Hormis cette innovation, Eric Sulpice, comme ses confrères, revendique pour sa soixantaine de titres programmés en 2017 une "stabilité", tant sur la forme que dans les sujets explorés, confinés à l’informatique personnelle, au Web design, à la sécurité, aux réseaux, aux datas et aux "makers" électroniques. Il s’autorise tout de même l’exploration d’une niche émergente, les chatbots, ces applications liées à des systèmes de messagerie et qui permettent de dialoguer de manière "intelligente" avec un robot. "Les jeunes Européens en font un usage proche de ce qui se pratique en Chine, constate Eric Sulpice. Développer ce genre de service risque donc de devenir une obligation pour les entreprises françaises."
Codage
Plus globalement, le développement Web constitue l’un des secteurs où la demande reste la plus dynamique selon les éditeurs. ENI, qui a toujours produit des livres sur le sujet, en a fait un "axe de développement prioritaire" avec pour objectif de "couvrir un maximum de sujets, indique Antoine Gilles. Cela correspond à une réelle tendance, les entreprises demandent de plus en plus de développeurs." A côté des ouvrages portant par exemple sur Wordpress ou différents langages de programmation ou de développement d’application, tels Swift, HTML ou CSS, la maison nantaise a concocté du 12 au 19 mai un jeu d’envergure nationale, "Code code codeurs", afin "d’identifier ENI comme éditeur de référence auprès des développeurs", espère Antoine Gilles.
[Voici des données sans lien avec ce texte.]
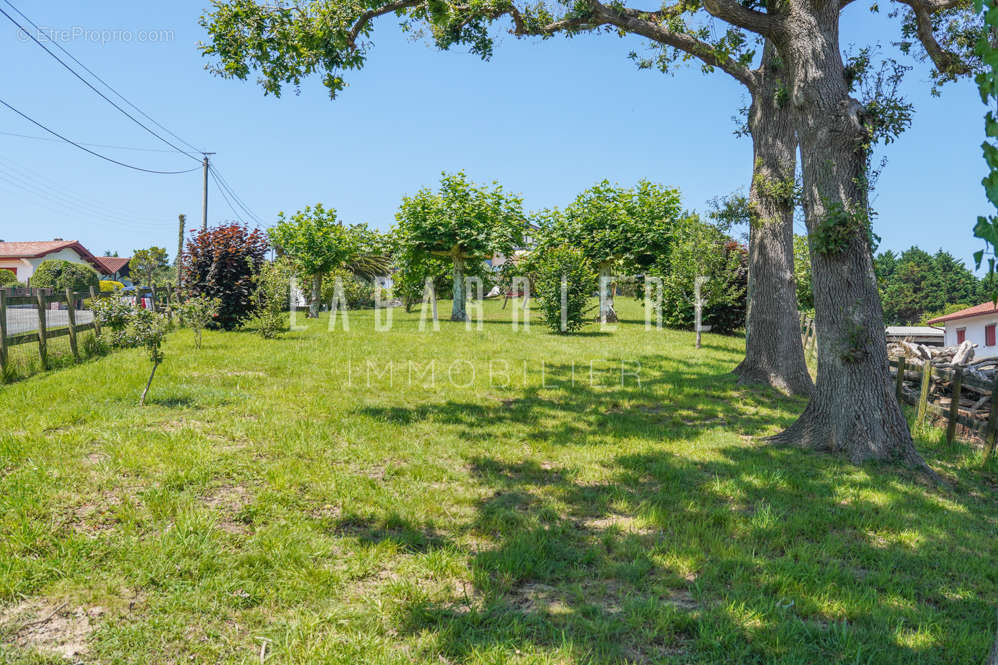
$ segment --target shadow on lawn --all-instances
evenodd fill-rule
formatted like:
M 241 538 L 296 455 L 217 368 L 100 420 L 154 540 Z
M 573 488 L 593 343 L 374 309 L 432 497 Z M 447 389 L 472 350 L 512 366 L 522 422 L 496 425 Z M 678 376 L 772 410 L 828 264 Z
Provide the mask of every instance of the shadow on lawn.
M 369 406 L 358 413 L 402 425 L 430 421 L 454 427 L 468 440 L 491 437 L 497 425 L 508 425 L 531 440 L 577 445 L 593 437 L 687 438 L 693 429 L 719 426 L 756 436 L 774 424 L 790 424 L 780 409 L 804 405 L 769 389 L 737 385 L 721 363 L 683 365 L 665 356 L 611 364 L 616 362 L 608 361 L 596 375 L 588 363 L 545 365 L 541 385 L 529 385 L 517 397 L 495 397 L 494 404 L 483 404 L 479 396 L 415 407 Z
M 476 599 L 411 603 L 398 629 L 458 661 L 565 645 L 594 663 L 983 658 L 998 597 L 967 590 L 998 566 L 977 549 L 981 505 L 804 451 L 719 452 L 620 456 L 602 484 L 473 460 L 492 494 L 468 528 L 494 545 L 469 554 Z
M 689 439 L 718 424 L 755 435 L 792 420 L 778 407 L 796 401 L 710 364 L 655 364 L 642 388 L 363 413 L 473 439 L 500 422 L 565 445 Z M 994 634 L 998 505 L 976 470 L 939 490 L 761 442 L 706 459 L 618 455 L 599 483 L 550 463 L 469 462 L 487 496 L 465 529 L 489 543 L 467 553 L 474 597 L 409 599 L 394 614 L 399 632 L 432 631 L 452 661 L 560 649 L 587 663 L 977 663 Z

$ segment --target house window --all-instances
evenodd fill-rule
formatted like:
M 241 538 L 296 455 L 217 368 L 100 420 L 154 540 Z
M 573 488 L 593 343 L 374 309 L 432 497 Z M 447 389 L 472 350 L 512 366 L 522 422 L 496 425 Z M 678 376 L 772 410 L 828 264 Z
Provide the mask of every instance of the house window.
M 963 344 L 967 339 L 967 329 L 957 328 L 956 329 L 956 343 Z
M 17 276 L 17 268 L 0 268 L 0 270 L 9 270 L 10 272 L 14 273 L 15 277 Z
M 984 346 L 995 345 L 995 324 L 984 326 Z

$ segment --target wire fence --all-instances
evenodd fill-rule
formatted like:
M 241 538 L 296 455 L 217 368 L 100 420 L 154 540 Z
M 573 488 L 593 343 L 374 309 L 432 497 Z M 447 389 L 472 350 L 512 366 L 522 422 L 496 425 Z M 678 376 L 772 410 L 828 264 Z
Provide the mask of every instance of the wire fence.
M 81 362 L 101 352 L 100 322 L 93 303 L 132 299 L 137 306 L 170 312 L 172 288 L 136 288 L 127 293 L 53 289 L 0 289 L 0 380 Z

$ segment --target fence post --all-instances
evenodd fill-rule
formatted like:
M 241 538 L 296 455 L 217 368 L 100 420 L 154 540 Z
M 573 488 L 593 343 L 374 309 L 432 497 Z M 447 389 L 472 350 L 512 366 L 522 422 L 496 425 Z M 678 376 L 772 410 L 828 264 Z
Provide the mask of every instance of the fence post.
M 995 382 L 991 385 L 991 415 L 988 417 L 988 439 L 991 445 L 984 456 L 984 461 L 991 459 L 995 452 L 995 443 L 998 442 L 998 373 L 995 373 Z
M 100 321 L 97 320 L 97 315 L 93 313 L 94 305 L 97 304 L 97 290 L 94 287 L 90 287 L 90 314 L 94 317 L 94 334 L 100 337 Z
M 152 303 L 152 308 L 151 309 L 154 312 L 158 312 L 159 311 L 159 305 L 156 304 L 156 295 L 157 294 L 156 294 L 156 285 L 155 284 L 153 284 L 151 287 L 149 287 L 149 293 L 150 293 L 150 295 L 149 295 L 149 302 Z
M 38 304 L 38 358 L 42 361 L 42 369 L 49 368 L 48 332 L 45 325 L 45 296 L 41 289 L 35 290 L 35 302 Z
M 898 396 L 898 404 L 904 403 L 904 370 L 907 365 L 908 359 L 905 356 L 898 358 L 897 386 L 894 389 Z
M 7 375 L 7 292 L 0 289 L 0 380 Z
M 73 300 L 73 292 L 66 289 L 66 318 L 69 319 L 69 348 L 73 352 L 73 360 L 80 362 L 80 348 L 76 344 L 76 302 Z
M 929 403 L 929 384 L 932 382 L 932 363 L 928 360 L 922 365 L 922 392 L 918 395 L 918 416 L 915 422 L 922 425 L 925 422 L 926 407 Z
M 946 443 L 956 438 L 956 420 L 960 417 L 960 391 L 963 389 L 963 368 L 953 370 L 953 401 L 949 405 L 949 424 L 946 426 Z

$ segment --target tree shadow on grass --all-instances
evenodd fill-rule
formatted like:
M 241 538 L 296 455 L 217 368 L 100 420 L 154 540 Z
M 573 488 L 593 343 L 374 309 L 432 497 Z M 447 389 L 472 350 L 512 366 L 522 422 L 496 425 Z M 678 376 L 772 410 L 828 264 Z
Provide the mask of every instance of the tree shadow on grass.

Chez Dunod, les deux titres consacrés au machine learning, signés Aurélien Géron et publiés en juin prochain, seront également "orientés développeurs et proposeront des mises en œuvre afin de servir d’outils de travail pour les professionnels", assure Jean-Luc Blanc. Un public que pourrait bientôt courtiser activement First. Grâce au partenariat conclu entre son distributeur, Interforum, et la société américaine d’impression numérique Epac (1), Jean-Pierre Cano voit ses perspectives s’élargir. Davantage tourné vers la cible grand public, il espère pouvoir en effet très prochainement produire et rentabiliser "des livres techniques dont lestirages sont plus faibles, 700 exemplaires par exemple, mais à des prix de vente plus fort". Et concurrencer directement les trois acteurs principaux : Eyrolles, Dunod et ENI.
(1) LH 1095 du 2.9.2016, p. 38 et 39.